The Lewis Legacy-Issue 77, Summer 1998 The C.S. Lewis Foundation for Truth in Publishing

In his book The Discovery of the Titanic (Warner Books, 1987), Dr. Robert D. Ballard included the image of a farewell note from one of the ship’s ill-fated passengers. The man had scribbled his note on a page torn from a diary, sealed it in an empty bottle, and handed it to a woman entering a lifeboat.

“if saved inform my sister Mrs. F. J. Adams of Findlay Ohio Lost J. H. Rogers”

The woman who received the note from Rogers added her own note, and someone turned both in to the New York World.

“You will find note that was handed to me as I was leaving the Titanic. Am stranger to this man, but think he was a card player. He helped me aboard a lifeboat and I saw him help others. Before we were lowered I saw him jump into the sea. If picked up I did not recognize him on the Carpathia. I don’t think he was registered on the ship under his right name.”

Titanic Survivor

Indeed, “J. H. Rogers” was known to be the 10-year alias of Jay Yates, 44-year-old black sheep of a respectable family in Findlay, Ohio. His surprisingly heroic death was reported in newspapers, along with his sister’s statement that he was a fugutive from federal authorities because of a 1910 theft of $2,700 in postal money orders. (He had also posed as a postal inspector when he cashed them.) The widow of Jay Yates was the sole beneficiary of his life insurance policy.

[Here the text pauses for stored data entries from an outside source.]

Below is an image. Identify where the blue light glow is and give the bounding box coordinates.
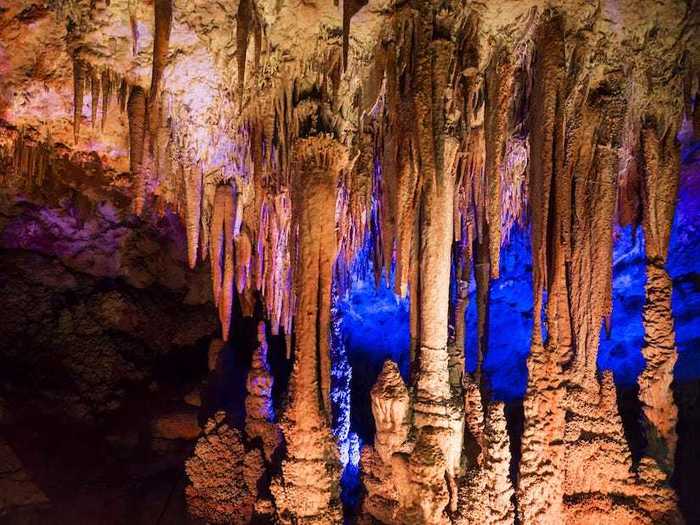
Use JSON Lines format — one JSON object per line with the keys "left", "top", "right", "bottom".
{"left": 335, "top": 145, "right": 700, "bottom": 439}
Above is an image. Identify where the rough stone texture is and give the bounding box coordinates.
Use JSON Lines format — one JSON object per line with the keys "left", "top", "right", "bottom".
{"left": 361, "top": 360, "right": 411, "bottom": 523}
{"left": 245, "top": 321, "right": 282, "bottom": 462}
{"left": 0, "top": 438, "right": 49, "bottom": 514}
{"left": 1, "top": 0, "right": 697, "bottom": 522}
{"left": 185, "top": 411, "right": 264, "bottom": 524}
{"left": 638, "top": 120, "right": 681, "bottom": 473}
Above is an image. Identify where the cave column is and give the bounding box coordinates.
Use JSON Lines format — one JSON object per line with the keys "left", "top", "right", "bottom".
{"left": 408, "top": 26, "right": 463, "bottom": 519}
{"left": 517, "top": 15, "right": 568, "bottom": 524}
{"left": 270, "top": 135, "right": 347, "bottom": 524}
{"left": 638, "top": 118, "right": 680, "bottom": 473}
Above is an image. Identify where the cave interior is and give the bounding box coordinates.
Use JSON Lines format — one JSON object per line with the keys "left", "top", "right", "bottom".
{"left": 1, "top": 0, "right": 700, "bottom": 523}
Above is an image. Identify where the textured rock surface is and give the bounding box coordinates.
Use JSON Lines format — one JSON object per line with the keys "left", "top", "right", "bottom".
{"left": 245, "top": 322, "right": 282, "bottom": 462}
{"left": 1, "top": 0, "right": 698, "bottom": 522}
{"left": 185, "top": 412, "right": 264, "bottom": 524}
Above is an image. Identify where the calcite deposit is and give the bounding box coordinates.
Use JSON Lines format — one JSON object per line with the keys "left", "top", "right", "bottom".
{"left": 1, "top": 0, "right": 699, "bottom": 523}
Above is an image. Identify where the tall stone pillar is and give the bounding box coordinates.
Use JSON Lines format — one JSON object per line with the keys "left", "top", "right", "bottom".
{"left": 271, "top": 135, "right": 347, "bottom": 524}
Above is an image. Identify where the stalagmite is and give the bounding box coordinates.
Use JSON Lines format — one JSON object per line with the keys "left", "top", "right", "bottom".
{"left": 638, "top": 118, "right": 680, "bottom": 473}
{"left": 361, "top": 360, "right": 411, "bottom": 523}
{"left": 482, "top": 403, "right": 515, "bottom": 525}
{"left": 185, "top": 412, "right": 264, "bottom": 524}
{"left": 562, "top": 373, "right": 646, "bottom": 524}
{"left": 245, "top": 322, "right": 282, "bottom": 461}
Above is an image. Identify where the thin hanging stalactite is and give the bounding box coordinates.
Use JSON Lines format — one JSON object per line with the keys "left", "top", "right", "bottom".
{"left": 483, "top": 50, "right": 514, "bottom": 281}
{"left": 236, "top": 0, "right": 253, "bottom": 103}
{"left": 184, "top": 165, "right": 203, "bottom": 269}
{"left": 210, "top": 185, "right": 229, "bottom": 307}
{"left": 100, "top": 69, "right": 113, "bottom": 131}
{"left": 72, "top": 57, "right": 85, "bottom": 144}
{"left": 221, "top": 184, "right": 236, "bottom": 341}
{"left": 127, "top": 86, "right": 147, "bottom": 212}
{"left": 90, "top": 67, "right": 100, "bottom": 128}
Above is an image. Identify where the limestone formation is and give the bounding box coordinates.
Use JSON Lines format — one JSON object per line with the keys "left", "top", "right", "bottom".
{"left": 361, "top": 360, "right": 412, "bottom": 523}
{"left": 0, "top": 0, "right": 697, "bottom": 522}
{"left": 245, "top": 321, "right": 282, "bottom": 462}
{"left": 270, "top": 136, "right": 346, "bottom": 524}
{"left": 185, "top": 412, "right": 265, "bottom": 524}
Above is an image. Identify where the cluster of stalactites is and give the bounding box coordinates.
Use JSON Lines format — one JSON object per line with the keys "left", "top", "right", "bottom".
{"left": 72, "top": 60, "right": 130, "bottom": 144}
{"left": 359, "top": 9, "right": 532, "bottom": 403}
{"left": 515, "top": 9, "right": 688, "bottom": 524}
{"left": 3, "top": 130, "right": 53, "bottom": 191}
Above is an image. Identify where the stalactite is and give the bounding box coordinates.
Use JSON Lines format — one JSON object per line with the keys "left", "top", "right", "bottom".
{"left": 483, "top": 50, "right": 514, "bottom": 280}
{"left": 127, "top": 86, "right": 148, "bottom": 214}
{"left": 118, "top": 78, "right": 128, "bottom": 113}
{"left": 449, "top": 264, "right": 469, "bottom": 391}
{"left": 220, "top": 184, "right": 236, "bottom": 341}
{"left": 184, "top": 165, "right": 203, "bottom": 269}
{"left": 199, "top": 181, "right": 216, "bottom": 263}
{"left": 236, "top": 0, "right": 252, "bottom": 102}
{"left": 150, "top": 0, "right": 172, "bottom": 101}
{"left": 129, "top": 0, "right": 139, "bottom": 56}
{"left": 474, "top": 234, "right": 490, "bottom": 390}
{"left": 210, "top": 185, "right": 230, "bottom": 307}
{"left": 149, "top": 0, "right": 172, "bottom": 144}
{"left": 154, "top": 95, "right": 172, "bottom": 200}
{"left": 341, "top": 0, "right": 368, "bottom": 70}
{"left": 72, "top": 58, "right": 84, "bottom": 144}
{"left": 100, "top": 69, "right": 112, "bottom": 131}
{"left": 90, "top": 68, "right": 99, "bottom": 128}
{"left": 638, "top": 117, "right": 680, "bottom": 473}
{"left": 235, "top": 229, "right": 252, "bottom": 293}
{"left": 127, "top": 86, "right": 146, "bottom": 177}
{"left": 380, "top": 11, "right": 421, "bottom": 297}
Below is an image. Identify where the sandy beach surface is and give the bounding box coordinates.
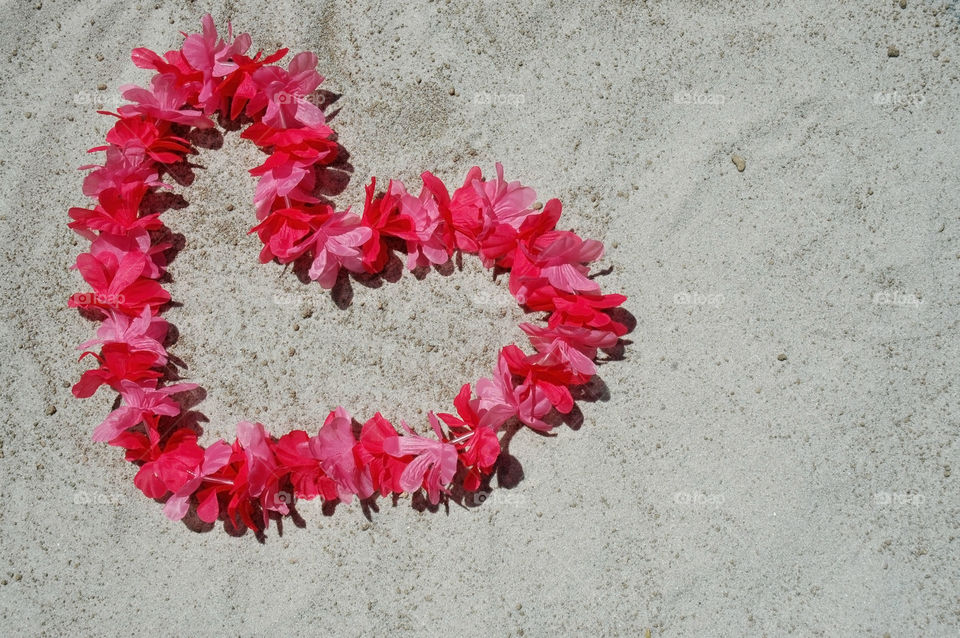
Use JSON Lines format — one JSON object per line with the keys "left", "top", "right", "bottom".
{"left": 0, "top": 0, "right": 958, "bottom": 635}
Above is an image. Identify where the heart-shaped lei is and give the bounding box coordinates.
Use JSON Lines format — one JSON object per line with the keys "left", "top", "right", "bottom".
{"left": 68, "top": 14, "right": 628, "bottom": 533}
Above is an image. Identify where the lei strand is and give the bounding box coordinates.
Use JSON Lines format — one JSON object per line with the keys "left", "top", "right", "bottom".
{"left": 68, "top": 14, "right": 629, "bottom": 533}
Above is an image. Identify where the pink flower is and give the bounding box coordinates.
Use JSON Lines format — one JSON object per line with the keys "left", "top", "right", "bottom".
{"left": 391, "top": 179, "right": 453, "bottom": 270}
{"left": 273, "top": 430, "right": 340, "bottom": 502}
{"left": 358, "top": 177, "right": 417, "bottom": 273}
{"left": 235, "top": 421, "right": 289, "bottom": 520}
{"left": 162, "top": 438, "right": 233, "bottom": 522}
{"left": 475, "top": 349, "right": 553, "bottom": 431}
{"left": 91, "top": 380, "right": 198, "bottom": 443}
{"left": 77, "top": 307, "right": 169, "bottom": 361}
{"left": 250, "top": 157, "right": 319, "bottom": 220}
{"left": 89, "top": 114, "right": 194, "bottom": 166}
{"left": 313, "top": 407, "right": 373, "bottom": 503}
{"left": 509, "top": 230, "right": 605, "bottom": 305}
{"left": 519, "top": 322, "right": 618, "bottom": 377}
{"left": 68, "top": 183, "right": 162, "bottom": 237}
{"left": 248, "top": 205, "right": 329, "bottom": 264}
{"left": 450, "top": 163, "right": 537, "bottom": 253}
{"left": 301, "top": 209, "right": 372, "bottom": 288}
{"left": 436, "top": 384, "right": 501, "bottom": 492}
{"left": 242, "top": 123, "right": 338, "bottom": 166}
{"left": 72, "top": 343, "right": 164, "bottom": 398}
{"left": 382, "top": 418, "right": 458, "bottom": 505}
{"left": 69, "top": 250, "right": 170, "bottom": 316}
{"left": 80, "top": 145, "right": 164, "bottom": 197}
{"left": 248, "top": 52, "right": 325, "bottom": 128}
{"left": 118, "top": 73, "right": 214, "bottom": 128}
{"left": 543, "top": 292, "right": 629, "bottom": 338}
{"left": 88, "top": 230, "right": 168, "bottom": 279}
{"left": 355, "top": 413, "right": 410, "bottom": 497}
{"left": 180, "top": 14, "right": 254, "bottom": 112}
{"left": 128, "top": 428, "right": 203, "bottom": 500}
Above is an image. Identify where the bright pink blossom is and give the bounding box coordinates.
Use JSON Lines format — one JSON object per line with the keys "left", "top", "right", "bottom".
{"left": 247, "top": 52, "right": 325, "bottom": 128}
{"left": 314, "top": 407, "right": 373, "bottom": 503}
{"left": 118, "top": 73, "right": 214, "bottom": 128}
{"left": 301, "top": 209, "right": 372, "bottom": 288}
{"left": 509, "top": 230, "right": 605, "bottom": 305}
{"left": 392, "top": 178, "right": 453, "bottom": 270}
{"left": 91, "top": 380, "right": 197, "bottom": 443}
{"left": 162, "top": 438, "right": 233, "bottom": 521}
{"left": 382, "top": 417, "right": 458, "bottom": 505}
{"left": 450, "top": 163, "right": 537, "bottom": 253}
{"left": 69, "top": 250, "right": 170, "bottom": 316}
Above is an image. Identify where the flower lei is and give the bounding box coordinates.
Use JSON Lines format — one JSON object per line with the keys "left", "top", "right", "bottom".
{"left": 68, "top": 14, "right": 628, "bottom": 534}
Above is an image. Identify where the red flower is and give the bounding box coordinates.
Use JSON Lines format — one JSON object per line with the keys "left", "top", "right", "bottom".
{"left": 273, "top": 430, "right": 339, "bottom": 502}
{"left": 437, "top": 384, "right": 500, "bottom": 492}
{"left": 68, "top": 182, "right": 162, "bottom": 236}
{"left": 248, "top": 204, "right": 331, "bottom": 264}
{"left": 356, "top": 413, "right": 411, "bottom": 497}
{"left": 72, "top": 343, "right": 164, "bottom": 398}
{"left": 69, "top": 250, "right": 170, "bottom": 316}
{"left": 359, "top": 177, "right": 417, "bottom": 272}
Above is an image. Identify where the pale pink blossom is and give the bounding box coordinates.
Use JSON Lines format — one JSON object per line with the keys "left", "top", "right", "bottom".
{"left": 92, "top": 380, "right": 198, "bottom": 442}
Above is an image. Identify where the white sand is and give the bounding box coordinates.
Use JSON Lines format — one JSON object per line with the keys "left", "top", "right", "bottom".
{"left": 1, "top": 0, "right": 958, "bottom": 635}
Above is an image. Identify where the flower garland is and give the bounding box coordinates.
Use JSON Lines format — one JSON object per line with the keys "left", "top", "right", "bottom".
{"left": 68, "top": 14, "right": 628, "bottom": 533}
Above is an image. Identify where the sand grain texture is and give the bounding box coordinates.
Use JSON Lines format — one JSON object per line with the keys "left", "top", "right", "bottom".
{"left": 0, "top": 1, "right": 957, "bottom": 636}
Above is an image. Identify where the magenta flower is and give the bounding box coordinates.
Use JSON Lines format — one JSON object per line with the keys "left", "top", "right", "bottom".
{"left": 314, "top": 407, "right": 373, "bottom": 503}
{"left": 235, "top": 421, "right": 289, "bottom": 520}
{"left": 118, "top": 73, "right": 214, "bottom": 128}
{"left": 450, "top": 163, "right": 537, "bottom": 252}
{"left": 77, "top": 307, "right": 168, "bottom": 362}
{"left": 162, "top": 438, "right": 233, "bottom": 521}
{"left": 301, "top": 209, "right": 372, "bottom": 288}
{"left": 382, "top": 417, "right": 458, "bottom": 505}
{"left": 180, "top": 13, "right": 253, "bottom": 112}
{"left": 250, "top": 158, "right": 319, "bottom": 220}
{"left": 509, "top": 230, "right": 605, "bottom": 305}
{"left": 519, "top": 322, "right": 619, "bottom": 377}
{"left": 475, "top": 352, "right": 552, "bottom": 431}
{"left": 392, "top": 179, "right": 453, "bottom": 270}
{"left": 248, "top": 52, "right": 325, "bottom": 128}
{"left": 92, "top": 380, "right": 198, "bottom": 443}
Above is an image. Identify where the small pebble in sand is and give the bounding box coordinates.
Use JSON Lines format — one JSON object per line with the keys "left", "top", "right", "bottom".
{"left": 731, "top": 154, "right": 746, "bottom": 172}
{"left": 899, "top": 0, "right": 906, "bottom": 8}
{"left": 226, "top": 204, "right": 235, "bottom": 211}
{"left": 95, "top": 53, "right": 103, "bottom": 62}
{"left": 448, "top": 87, "right": 456, "bottom": 96}
{"left": 887, "top": 45, "right": 900, "bottom": 57}
{"left": 777, "top": 353, "right": 787, "bottom": 361}
{"left": 45, "top": 405, "right": 56, "bottom": 416}
{"left": 97, "top": 83, "right": 107, "bottom": 90}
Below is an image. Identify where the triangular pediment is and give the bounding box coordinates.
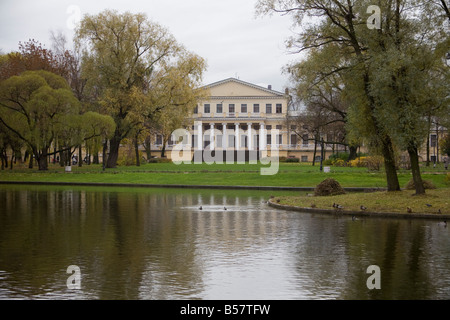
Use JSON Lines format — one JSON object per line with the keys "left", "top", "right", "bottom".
{"left": 205, "top": 78, "right": 284, "bottom": 98}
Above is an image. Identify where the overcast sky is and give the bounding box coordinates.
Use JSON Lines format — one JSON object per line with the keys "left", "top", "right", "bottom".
{"left": 0, "top": 0, "right": 299, "bottom": 92}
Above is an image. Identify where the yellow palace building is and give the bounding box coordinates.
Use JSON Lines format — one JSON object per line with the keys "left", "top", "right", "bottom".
{"left": 153, "top": 77, "right": 335, "bottom": 162}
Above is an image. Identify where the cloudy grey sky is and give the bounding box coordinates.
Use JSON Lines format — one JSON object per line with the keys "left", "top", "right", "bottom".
{"left": 0, "top": 0, "right": 298, "bottom": 91}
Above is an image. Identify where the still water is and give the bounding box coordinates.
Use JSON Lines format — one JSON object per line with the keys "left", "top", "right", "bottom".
{"left": 0, "top": 185, "right": 449, "bottom": 300}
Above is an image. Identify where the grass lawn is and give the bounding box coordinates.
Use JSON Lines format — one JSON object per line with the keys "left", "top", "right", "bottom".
{"left": 272, "top": 188, "right": 450, "bottom": 215}
{"left": 0, "top": 161, "right": 449, "bottom": 189}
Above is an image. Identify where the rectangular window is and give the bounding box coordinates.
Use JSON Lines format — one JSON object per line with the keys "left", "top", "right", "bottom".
{"left": 302, "top": 134, "right": 309, "bottom": 146}
{"left": 266, "top": 104, "right": 272, "bottom": 114}
{"left": 290, "top": 125, "right": 297, "bottom": 130}
{"left": 241, "top": 104, "right": 247, "bottom": 113}
{"left": 277, "top": 134, "right": 282, "bottom": 145}
{"left": 291, "top": 134, "right": 297, "bottom": 145}
{"left": 204, "top": 104, "right": 210, "bottom": 113}
{"left": 430, "top": 134, "right": 437, "bottom": 147}
{"left": 301, "top": 155, "right": 308, "bottom": 162}
{"left": 241, "top": 136, "right": 247, "bottom": 148}
{"left": 276, "top": 125, "right": 282, "bottom": 130}
{"left": 276, "top": 104, "right": 282, "bottom": 113}
{"left": 193, "top": 105, "right": 198, "bottom": 114}
{"left": 267, "top": 134, "right": 272, "bottom": 145}
{"left": 266, "top": 125, "right": 272, "bottom": 130}
{"left": 253, "top": 104, "right": 260, "bottom": 113}
{"left": 216, "top": 104, "right": 223, "bottom": 113}
{"left": 228, "top": 135, "right": 235, "bottom": 147}
{"left": 229, "top": 104, "right": 235, "bottom": 113}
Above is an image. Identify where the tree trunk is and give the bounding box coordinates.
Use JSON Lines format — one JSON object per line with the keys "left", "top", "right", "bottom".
{"left": 106, "top": 136, "right": 121, "bottom": 168}
{"left": 436, "top": 122, "right": 440, "bottom": 164}
{"left": 102, "top": 141, "right": 108, "bottom": 171}
{"left": 28, "top": 153, "right": 33, "bottom": 169}
{"left": 381, "top": 136, "right": 401, "bottom": 191}
{"left": 134, "top": 134, "right": 140, "bottom": 166}
{"left": 144, "top": 136, "right": 152, "bottom": 163}
{"left": 160, "top": 143, "right": 166, "bottom": 158}
{"left": 407, "top": 145, "right": 425, "bottom": 195}
{"left": 37, "top": 149, "right": 49, "bottom": 171}
{"left": 312, "top": 135, "right": 318, "bottom": 166}
{"left": 78, "top": 145, "right": 83, "bottom": 167}
{"left": 3, "top": 151, "right": 8, "bottom": 169}
{"left": 348, "top": 145, "right": 358, "bottom": 161}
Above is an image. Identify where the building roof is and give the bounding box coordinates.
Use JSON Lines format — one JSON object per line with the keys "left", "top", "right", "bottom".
{"left": 203, "top": 78, "right": 286, "bottom": 97}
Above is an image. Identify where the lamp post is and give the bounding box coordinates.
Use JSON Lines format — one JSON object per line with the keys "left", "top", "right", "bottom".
{"left": 320, "top": 138, "right": 324, "bottom": 172}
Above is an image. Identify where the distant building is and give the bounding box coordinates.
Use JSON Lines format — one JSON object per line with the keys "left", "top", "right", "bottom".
{"left": 150, "top": 77, "right": 448, "bottom": 164}
{"left": 150, "top": 77, "right": 335, "bottom": 162}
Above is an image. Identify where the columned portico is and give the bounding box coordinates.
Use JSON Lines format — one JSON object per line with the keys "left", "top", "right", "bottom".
{"left": 247, "top": 123, "right": 252, "bottom": 151}
{"left": 235, "top": 123, "right": 240, "bottom": 151}
{"left": 210, "top": 123, "right": 215, "bottom": 151}
{"left": 222, "top": 123, "right": 227, "bottom": 149}
{"left": 260, "top": 123, "right": 266, "bottom": 151}
{"left": 197, "top": 122, "right": 203, "bottom": 151}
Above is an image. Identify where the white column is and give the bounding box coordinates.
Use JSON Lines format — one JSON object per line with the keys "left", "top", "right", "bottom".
{"left": 272, "top": 127, "right": 278, "bottom": 150}
{"left": 210, "top": 123, "right": 215, "bottom": 151}
{"left": 197, "top": 122, "right": 203, "bottom": 150}
{"left": 260, "top": 123, "right": 266, "bottom": 150}
{"left": 222, "top": 123, "right": 227, "bottom": 150}
{"left": 235, "top": 123, "right": 240, "bottom": 151}
{"left": 247, "top": 123, "right": 252, "bottom": 151}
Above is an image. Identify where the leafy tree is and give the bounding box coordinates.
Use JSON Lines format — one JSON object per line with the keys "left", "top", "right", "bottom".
{"left": 441, "top": 134, "right": 450, "bottom": 157}
{"left": 0, "top": 39, "right": 70, "bottom": 81}
{"left": 287, "top": 44, "right": 359, "bottom": 161}
{"left": 0, "top": 70, "right": 114, "bottom": 170}
{"left": 75, "top": 10, "right": 207, "bottom": 168}
{"left": 257, "top": 0, "right": 449, "bottom": 194}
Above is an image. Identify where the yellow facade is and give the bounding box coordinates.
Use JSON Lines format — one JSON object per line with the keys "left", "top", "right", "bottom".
{"left": 152, "top": 78, "right": 334, "bottom": 162}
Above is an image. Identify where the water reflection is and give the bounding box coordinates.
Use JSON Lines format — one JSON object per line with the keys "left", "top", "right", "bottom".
{"left": 0, "top": 186, "right": 449, "bottom": 300}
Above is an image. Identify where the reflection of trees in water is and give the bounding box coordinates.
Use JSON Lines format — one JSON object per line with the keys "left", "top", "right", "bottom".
{"left": 290, "top": 216, "right": 443, "bottom": 299}
{"left": 0, "top": 187, "right": 449, "bottom": 299}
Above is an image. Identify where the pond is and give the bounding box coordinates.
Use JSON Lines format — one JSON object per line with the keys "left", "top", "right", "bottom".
{"left": 0, "top": 185, "right": 449, "bottom": 300}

On 13 June 1912 the Weekly Jeffersonian announced “YATES ALIVE, IS HELD BY FEDERAL OFFICERS.” He had been caught in Baltimore, and his mother reportedly wept with grief when she learned that he was still alive. His family believed he had survived the sinking (some said he had put on a dress), but there is apparently no evidence that he was ever on the Titanic.

This information is extracted from “The Findlay Fugutive” in a recent issue of the quarterly Titanic Commutator, provided by Legacy reader Father David Baumann.